- Born: Alan Mittleman Lenn Goodman 1944 (age 81–82)

Education
- Alma mater: Harvard University

Philosophical work
- Era: Contemporary philosophy
- Region: Western philosophy
- School: Jewish philosophy
- Institutions: Vanderbilt University

= Lenn E. Goodman =

American philosopher (born 1944)

Lenn Evan Goodman (born 1944) is an American Jewish philosopher. His philosophy, particularly his constructive work, draws from classical and medieval sources as well as religious texts. Goodman is also an academic, scholar, and a historian with research interest in metaphysics, ethics, and Jewish philosophy. He is serving as a professor of philosophy at Vanderbilt University.

== Biography ==
Goodman was born in Detroit, Michigan. He is the son of Calvin and Florence Goodman. His father was a World War II veteran while his mother was a poet and professor of English. His family moved to Cambridge, Massachusetts and later to Putney, Vermont before finally settling in Los Angeles, California.

In 1965, Goodman completed a bachelor's degree in Philosophy and Middle Eastern Languages and Literatures at Harvard University. He later obtained his doctorate in 1968 as a Marshall Scholar. Goodman started teaching at the University of California Los Angeles, (UCLA) in 1969. He transferred to the University of Hawaii and was part of its Department of Philosophy until 1994. He is currently an Andrew W. Mellon Professor in Humanities at Vanderbilt University.

Goodman was a recipient of several awards such as the Baumgardt Memorial Award, the Gratz Centennial Prize, and the Earl Sutherland Prize, which is Vanderbilt University's highest research award.

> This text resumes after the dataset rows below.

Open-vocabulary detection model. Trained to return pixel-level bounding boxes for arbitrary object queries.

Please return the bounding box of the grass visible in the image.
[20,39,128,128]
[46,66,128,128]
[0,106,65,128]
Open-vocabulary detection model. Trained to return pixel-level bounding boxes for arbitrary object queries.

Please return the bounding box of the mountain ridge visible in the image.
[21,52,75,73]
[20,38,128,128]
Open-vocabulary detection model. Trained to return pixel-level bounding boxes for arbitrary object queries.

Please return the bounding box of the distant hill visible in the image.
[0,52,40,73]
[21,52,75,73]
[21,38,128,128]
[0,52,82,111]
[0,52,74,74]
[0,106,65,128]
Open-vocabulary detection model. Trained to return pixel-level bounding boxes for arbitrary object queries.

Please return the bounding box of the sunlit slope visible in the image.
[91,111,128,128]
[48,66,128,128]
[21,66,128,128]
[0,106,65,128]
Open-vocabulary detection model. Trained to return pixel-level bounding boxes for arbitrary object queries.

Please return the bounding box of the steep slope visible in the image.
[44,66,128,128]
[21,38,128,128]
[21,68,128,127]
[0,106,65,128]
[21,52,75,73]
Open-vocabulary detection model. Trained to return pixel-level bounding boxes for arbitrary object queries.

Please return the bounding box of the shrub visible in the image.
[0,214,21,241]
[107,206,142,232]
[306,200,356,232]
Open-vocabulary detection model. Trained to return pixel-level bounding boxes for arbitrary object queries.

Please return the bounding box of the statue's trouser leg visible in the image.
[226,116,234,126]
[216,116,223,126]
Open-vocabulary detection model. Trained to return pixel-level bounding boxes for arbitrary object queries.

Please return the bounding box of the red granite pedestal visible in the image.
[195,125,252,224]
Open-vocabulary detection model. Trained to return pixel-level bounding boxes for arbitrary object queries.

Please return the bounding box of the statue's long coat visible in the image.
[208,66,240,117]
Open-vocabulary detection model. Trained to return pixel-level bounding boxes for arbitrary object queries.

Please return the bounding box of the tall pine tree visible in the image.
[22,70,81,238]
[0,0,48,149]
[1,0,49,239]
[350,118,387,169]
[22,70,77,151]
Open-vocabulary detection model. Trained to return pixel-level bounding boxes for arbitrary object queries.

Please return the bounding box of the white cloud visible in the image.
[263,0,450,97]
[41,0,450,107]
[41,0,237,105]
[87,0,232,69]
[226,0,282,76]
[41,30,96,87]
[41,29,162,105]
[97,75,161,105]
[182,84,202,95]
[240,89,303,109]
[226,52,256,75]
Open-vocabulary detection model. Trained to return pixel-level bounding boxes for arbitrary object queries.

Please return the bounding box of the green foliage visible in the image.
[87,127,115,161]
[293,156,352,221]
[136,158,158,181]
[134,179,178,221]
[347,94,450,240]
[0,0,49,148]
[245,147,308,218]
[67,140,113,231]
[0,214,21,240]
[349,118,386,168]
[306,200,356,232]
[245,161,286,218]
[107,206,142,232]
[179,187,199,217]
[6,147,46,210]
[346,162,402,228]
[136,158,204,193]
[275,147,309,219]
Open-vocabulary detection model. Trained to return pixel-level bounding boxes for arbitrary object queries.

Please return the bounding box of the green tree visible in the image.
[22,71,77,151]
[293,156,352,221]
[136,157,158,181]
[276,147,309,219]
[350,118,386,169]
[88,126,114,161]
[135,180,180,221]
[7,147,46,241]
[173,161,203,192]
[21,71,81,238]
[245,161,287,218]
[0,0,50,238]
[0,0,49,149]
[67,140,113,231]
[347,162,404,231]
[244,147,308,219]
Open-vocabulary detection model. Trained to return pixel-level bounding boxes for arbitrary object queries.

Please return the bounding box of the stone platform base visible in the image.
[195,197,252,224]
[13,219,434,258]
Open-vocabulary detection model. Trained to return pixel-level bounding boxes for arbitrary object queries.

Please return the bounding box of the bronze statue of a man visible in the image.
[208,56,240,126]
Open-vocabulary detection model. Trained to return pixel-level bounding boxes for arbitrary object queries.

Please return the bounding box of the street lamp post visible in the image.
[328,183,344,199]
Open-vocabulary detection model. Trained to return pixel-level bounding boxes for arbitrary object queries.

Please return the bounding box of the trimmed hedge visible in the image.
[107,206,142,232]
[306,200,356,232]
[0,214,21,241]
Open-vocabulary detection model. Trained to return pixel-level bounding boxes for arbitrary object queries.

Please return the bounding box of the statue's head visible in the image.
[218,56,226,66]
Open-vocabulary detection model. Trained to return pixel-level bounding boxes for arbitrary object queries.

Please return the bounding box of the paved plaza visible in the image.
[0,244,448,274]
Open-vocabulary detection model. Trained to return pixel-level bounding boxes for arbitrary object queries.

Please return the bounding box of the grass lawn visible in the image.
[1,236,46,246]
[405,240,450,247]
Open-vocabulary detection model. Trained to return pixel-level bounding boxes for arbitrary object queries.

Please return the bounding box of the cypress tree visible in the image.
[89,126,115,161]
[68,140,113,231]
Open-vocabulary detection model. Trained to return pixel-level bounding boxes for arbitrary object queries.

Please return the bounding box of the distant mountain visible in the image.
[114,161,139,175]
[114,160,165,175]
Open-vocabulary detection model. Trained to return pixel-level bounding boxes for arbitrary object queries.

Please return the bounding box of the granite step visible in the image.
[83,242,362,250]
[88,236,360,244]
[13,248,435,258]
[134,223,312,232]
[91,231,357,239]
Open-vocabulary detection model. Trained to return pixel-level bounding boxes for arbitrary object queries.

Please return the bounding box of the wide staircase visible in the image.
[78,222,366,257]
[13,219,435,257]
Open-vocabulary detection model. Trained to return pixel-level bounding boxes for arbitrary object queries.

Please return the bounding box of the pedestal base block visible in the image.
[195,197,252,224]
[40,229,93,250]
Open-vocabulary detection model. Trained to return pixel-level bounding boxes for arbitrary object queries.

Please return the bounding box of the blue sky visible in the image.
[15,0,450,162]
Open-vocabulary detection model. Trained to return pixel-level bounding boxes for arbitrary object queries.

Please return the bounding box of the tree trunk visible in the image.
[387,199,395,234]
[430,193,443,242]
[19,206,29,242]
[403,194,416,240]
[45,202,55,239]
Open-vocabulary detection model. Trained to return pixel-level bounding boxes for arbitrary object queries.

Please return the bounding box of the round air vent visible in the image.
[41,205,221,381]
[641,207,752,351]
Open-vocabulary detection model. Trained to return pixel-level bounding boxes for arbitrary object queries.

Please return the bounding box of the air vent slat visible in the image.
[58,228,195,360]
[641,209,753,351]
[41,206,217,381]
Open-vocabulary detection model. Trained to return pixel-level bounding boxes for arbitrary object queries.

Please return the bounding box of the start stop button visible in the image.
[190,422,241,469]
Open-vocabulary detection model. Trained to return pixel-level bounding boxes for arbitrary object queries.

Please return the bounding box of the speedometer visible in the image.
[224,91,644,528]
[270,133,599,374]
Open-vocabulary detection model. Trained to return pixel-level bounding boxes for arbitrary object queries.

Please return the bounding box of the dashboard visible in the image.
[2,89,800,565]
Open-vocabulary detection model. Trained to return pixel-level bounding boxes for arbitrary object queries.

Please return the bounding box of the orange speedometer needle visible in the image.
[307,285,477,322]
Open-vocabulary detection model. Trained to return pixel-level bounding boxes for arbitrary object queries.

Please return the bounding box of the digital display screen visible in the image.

Goodman is married to Roberta Goodman. He was previously married to Madeline Goodman, who died in 1996. He is the father of the novelist and short story writer Allegra Goodman and Paula Fraenkel.

== Works ==
One of Goodman's philosophical projects is realist messianism, which evaluates the means to the messianic end. Particularly, Goodman holds that the Torah and the way its principles are operationalized can be used to refine and perfect human nature. According to him, such refinement process leads towards a messianic age. It is associated with the Jewish concept of olam ha-ba or the world to come, which is used instead of the after life. It constitutes an internalist position wherein the arrival of the Messiah is not enough if there is no moral transformation among the faithful. The messianic age is said to be the teleological consummation of human intellectual, moral, and spiritual potential. Goodman distinguished this concept from the personal Messiah, which he said is not particularly successful among the Jewish people.

Goodman also used Baruch Spinoza's views in his discourse on Jewish philosophy. Particularly, he maintained that the Dutch thinker's philosophy addresses the problems that the Jewish philosophical tradition share with other school through creative and constructive solutions. Goodman also found several Jewish themes in the Spinoza's philosophy. There is, for instance, the strong emphasis on philosophical monotheism, driving what Goodman believes as the most coherent metaphysical approach to philosophical speculation. Goodman also supported Spinoza's reconciliations of classical oppositions. This is demonstrated in the way perfection and imperfection have been reconciled. In reconstructing Spinoza, Goodman, said that God becomes the image of imperfect humanity not because perfection "becomes an active principle at work in the mind".

Goodman translated Ibn Tufayl's 12th-century Arabic novel called Hayy ibn Yaqzan. This work also included philosophical commentary. He also published a study called Maimonidean Naturalism, which belonged to the body of literature that attempted to articulate Maimonides views on creation.